It all becomes clear

I was leaving the focus group this morning, a cool 200.00 in hand for one hour of semi-informed discussion ... when it hit me.

Suddenly I knew exactly what to do with my life. A person such as myself makes a certain set of known transitions. First, your career focusses on technical work. You hone your skills on existing systems and structures, and make them work better. Then you're called upon to design large, complicated systems that work well together - you get a piece of the larger picture and you make sure it works with everything else.

And then comes the bone chilling reality of finished software product. This is the hardest, and most painful moment for a person in my field. To let the software stand on its own - no consulting, no hourly billing, no requirements, no specifications, no deadlines, no maintenance, no glitches to be resolved. It either runs, or it doesnt. They either like it, or they don't. Trust me, this is the hardest moment for a computer programmer (and in my case, also, a research guy) to face. Because all of it adds up to nothing if they don't actually use it.

You go through stages in your career. Things that work for other products - code that helps other software to run better. Maintenance programs. Crash recovery. Optimization. Its fun and profitable. Like a spare parts business, there is always work there because there is always something that could work better, or something that is going to need work.

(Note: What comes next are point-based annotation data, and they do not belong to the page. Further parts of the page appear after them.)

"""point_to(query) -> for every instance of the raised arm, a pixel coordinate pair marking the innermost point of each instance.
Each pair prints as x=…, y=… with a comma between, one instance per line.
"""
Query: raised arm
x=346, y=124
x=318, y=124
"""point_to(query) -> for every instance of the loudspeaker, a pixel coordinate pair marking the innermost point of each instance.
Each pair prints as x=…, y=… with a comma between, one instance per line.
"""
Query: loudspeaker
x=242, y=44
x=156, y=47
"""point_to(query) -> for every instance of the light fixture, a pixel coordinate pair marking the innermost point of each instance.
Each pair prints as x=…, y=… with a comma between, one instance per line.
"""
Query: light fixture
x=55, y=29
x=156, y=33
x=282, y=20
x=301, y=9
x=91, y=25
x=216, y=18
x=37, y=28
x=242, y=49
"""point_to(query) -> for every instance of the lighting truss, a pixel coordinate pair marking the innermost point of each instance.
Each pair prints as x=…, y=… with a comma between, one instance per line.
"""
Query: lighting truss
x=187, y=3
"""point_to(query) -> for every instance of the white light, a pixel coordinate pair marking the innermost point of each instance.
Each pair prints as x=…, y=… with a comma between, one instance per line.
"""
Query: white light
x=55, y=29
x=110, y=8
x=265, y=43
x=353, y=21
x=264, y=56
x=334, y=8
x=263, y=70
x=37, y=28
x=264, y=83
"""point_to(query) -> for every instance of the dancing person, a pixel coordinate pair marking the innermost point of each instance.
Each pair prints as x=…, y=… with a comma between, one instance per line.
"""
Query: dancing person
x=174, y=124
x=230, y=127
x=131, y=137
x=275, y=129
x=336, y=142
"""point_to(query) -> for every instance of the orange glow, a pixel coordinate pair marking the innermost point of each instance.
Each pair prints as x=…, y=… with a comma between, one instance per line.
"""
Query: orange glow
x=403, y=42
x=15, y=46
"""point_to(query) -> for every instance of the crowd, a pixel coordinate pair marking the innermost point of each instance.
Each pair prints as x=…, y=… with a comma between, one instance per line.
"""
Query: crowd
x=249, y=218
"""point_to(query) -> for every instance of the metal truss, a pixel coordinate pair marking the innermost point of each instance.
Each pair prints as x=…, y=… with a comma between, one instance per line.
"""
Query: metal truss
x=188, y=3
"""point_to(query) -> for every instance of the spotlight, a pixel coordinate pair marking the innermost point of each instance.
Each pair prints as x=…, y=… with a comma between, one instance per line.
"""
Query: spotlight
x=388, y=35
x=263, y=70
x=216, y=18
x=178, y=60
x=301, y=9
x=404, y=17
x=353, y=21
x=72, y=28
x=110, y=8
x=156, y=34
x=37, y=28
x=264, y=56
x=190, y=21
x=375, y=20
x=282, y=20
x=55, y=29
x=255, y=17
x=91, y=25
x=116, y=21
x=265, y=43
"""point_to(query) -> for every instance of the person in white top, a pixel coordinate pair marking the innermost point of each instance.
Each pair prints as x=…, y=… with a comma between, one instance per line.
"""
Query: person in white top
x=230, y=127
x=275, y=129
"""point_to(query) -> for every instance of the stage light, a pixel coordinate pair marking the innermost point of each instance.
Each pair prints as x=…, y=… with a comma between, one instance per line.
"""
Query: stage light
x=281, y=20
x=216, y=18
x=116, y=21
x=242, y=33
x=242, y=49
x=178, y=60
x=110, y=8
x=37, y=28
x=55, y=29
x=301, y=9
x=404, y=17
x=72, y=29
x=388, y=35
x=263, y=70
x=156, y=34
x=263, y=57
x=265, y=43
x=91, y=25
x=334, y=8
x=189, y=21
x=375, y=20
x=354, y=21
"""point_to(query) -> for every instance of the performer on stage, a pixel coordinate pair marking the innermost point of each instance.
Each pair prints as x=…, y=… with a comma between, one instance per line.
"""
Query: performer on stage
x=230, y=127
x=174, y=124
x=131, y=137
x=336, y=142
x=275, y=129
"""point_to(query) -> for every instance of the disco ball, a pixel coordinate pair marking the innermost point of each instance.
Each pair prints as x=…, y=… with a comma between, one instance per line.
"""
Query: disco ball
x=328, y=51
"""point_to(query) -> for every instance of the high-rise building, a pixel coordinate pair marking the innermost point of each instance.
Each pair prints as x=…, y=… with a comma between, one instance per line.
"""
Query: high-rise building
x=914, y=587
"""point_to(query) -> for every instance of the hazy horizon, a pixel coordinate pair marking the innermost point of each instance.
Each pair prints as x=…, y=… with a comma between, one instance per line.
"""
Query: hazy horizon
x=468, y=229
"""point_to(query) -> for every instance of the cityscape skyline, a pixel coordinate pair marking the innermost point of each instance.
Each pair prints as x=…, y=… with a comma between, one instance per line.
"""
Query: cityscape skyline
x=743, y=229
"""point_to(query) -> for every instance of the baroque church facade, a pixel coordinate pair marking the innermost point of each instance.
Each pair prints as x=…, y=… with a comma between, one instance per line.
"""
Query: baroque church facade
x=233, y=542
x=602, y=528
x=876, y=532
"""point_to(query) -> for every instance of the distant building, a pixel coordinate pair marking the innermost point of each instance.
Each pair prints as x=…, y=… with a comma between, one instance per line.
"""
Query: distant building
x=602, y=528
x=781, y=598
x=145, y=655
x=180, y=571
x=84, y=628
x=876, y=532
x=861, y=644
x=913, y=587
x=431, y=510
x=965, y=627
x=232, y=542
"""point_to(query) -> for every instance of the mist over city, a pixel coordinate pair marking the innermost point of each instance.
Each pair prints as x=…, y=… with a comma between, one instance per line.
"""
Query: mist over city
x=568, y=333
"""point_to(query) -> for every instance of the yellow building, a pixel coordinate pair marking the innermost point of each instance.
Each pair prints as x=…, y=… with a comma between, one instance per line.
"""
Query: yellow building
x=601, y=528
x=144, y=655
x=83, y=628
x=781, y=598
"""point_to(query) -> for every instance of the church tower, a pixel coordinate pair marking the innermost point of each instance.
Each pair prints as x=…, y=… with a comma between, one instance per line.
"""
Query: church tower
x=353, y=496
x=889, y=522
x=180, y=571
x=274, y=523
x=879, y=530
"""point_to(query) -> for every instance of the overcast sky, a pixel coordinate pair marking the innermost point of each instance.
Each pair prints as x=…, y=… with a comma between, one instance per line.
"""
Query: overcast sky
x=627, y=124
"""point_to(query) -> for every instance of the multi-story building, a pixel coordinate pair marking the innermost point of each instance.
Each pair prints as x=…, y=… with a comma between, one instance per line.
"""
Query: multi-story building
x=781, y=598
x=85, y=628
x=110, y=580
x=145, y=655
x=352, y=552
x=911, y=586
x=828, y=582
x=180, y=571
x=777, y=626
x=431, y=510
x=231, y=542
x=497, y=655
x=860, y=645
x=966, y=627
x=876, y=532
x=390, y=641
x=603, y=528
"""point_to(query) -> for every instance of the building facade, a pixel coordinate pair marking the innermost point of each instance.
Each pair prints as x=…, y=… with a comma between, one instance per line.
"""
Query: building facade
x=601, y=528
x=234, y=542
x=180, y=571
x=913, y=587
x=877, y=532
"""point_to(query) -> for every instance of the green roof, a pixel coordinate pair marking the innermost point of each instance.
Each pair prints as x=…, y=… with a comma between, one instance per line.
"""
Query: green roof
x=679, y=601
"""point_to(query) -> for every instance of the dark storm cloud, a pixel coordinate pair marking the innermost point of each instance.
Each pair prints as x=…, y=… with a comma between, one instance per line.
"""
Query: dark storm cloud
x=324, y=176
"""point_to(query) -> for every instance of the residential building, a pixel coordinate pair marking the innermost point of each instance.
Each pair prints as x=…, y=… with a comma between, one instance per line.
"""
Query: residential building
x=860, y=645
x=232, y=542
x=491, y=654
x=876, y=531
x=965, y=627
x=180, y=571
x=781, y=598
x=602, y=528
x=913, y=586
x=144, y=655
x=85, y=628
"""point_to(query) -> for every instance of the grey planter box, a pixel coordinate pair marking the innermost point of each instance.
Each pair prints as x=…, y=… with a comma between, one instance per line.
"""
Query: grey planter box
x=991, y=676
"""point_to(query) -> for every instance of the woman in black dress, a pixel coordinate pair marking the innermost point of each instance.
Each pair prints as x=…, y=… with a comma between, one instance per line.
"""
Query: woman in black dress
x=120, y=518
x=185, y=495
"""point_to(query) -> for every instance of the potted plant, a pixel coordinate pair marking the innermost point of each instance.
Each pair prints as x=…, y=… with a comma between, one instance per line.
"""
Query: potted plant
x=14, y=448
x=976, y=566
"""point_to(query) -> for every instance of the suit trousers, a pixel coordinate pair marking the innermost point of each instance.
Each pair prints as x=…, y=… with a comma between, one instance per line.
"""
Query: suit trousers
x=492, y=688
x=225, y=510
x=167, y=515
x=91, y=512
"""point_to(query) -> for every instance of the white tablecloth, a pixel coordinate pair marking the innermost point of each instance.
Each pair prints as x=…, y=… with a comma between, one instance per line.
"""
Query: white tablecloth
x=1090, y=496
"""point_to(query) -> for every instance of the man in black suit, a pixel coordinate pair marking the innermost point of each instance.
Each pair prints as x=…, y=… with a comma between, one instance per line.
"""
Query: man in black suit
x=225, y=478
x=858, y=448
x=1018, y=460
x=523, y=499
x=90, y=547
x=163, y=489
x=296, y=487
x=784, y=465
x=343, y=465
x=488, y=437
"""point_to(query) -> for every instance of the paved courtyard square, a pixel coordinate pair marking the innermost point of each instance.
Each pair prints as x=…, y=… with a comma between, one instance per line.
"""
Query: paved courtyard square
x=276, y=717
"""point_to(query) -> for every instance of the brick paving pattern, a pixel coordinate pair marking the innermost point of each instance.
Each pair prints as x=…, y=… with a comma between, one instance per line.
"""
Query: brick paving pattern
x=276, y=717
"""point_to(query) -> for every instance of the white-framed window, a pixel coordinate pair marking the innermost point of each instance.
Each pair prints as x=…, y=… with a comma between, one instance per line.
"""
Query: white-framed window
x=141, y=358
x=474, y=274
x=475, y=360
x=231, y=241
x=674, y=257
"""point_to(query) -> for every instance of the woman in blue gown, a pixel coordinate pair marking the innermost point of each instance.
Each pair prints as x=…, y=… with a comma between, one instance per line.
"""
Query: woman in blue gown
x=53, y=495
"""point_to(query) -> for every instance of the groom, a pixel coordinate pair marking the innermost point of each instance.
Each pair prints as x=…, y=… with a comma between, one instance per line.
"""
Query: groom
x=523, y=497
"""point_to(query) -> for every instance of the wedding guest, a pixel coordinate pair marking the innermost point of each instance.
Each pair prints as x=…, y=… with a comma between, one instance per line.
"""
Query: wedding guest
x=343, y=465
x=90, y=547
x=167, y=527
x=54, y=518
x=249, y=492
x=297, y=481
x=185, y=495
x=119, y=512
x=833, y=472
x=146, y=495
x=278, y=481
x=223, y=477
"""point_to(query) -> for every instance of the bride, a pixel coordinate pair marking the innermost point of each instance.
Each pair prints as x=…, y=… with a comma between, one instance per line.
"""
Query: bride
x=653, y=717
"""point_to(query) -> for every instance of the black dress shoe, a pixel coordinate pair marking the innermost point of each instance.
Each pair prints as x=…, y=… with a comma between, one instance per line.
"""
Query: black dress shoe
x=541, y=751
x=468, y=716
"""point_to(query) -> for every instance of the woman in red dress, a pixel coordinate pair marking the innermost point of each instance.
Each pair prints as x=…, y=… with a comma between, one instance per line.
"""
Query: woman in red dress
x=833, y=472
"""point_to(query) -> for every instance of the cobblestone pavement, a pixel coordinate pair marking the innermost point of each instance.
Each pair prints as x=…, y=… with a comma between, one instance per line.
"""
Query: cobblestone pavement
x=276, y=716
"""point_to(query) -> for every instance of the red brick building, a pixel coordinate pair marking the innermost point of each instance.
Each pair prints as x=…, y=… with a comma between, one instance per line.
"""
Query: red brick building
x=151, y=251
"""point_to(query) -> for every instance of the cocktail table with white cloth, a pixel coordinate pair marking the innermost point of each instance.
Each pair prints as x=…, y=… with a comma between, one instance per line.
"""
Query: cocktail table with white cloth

But thats not where I am going. No. Not at all. Because all of that can be done by someone reasonably attuned to the work - who is willing to look at the edge of a multibillion dollar industry, and take home 70k a year happily. Trust me, I would be happy to live that life. I like too many other things - dvd's, games, etc. - that have absolutely nothing to do with the expression of my own life on this planet - and I could waste my time doing them, or a linear combination of them, and other things - indefinitely. Blogging, is in fact, one of those things - if it is not foccused. So where does it all go? What could be the answer to what a person should do - who is reasonably well educated, well versed in prose, prosody, and poems - understands, creates and appreciates art... an avid gamer, an adventurous mate and armchair scientist. What is the end game. What am I going to do for my final act?

I am going to make myself obsolete.


c/o wikimedia.org / Denmark- Obsolete Chinese Telegraph Code. 1872

Comments

M@ said…
We're all becoming obsolete. Time for Homo Sapien 2.0.
I agree. I think it will play out first with spare parts, then we'll likely re-engineer our GI.

After that, its going to be pretty fun to see what parts we're gonna replace.

I could use a new left leg to tell the truth.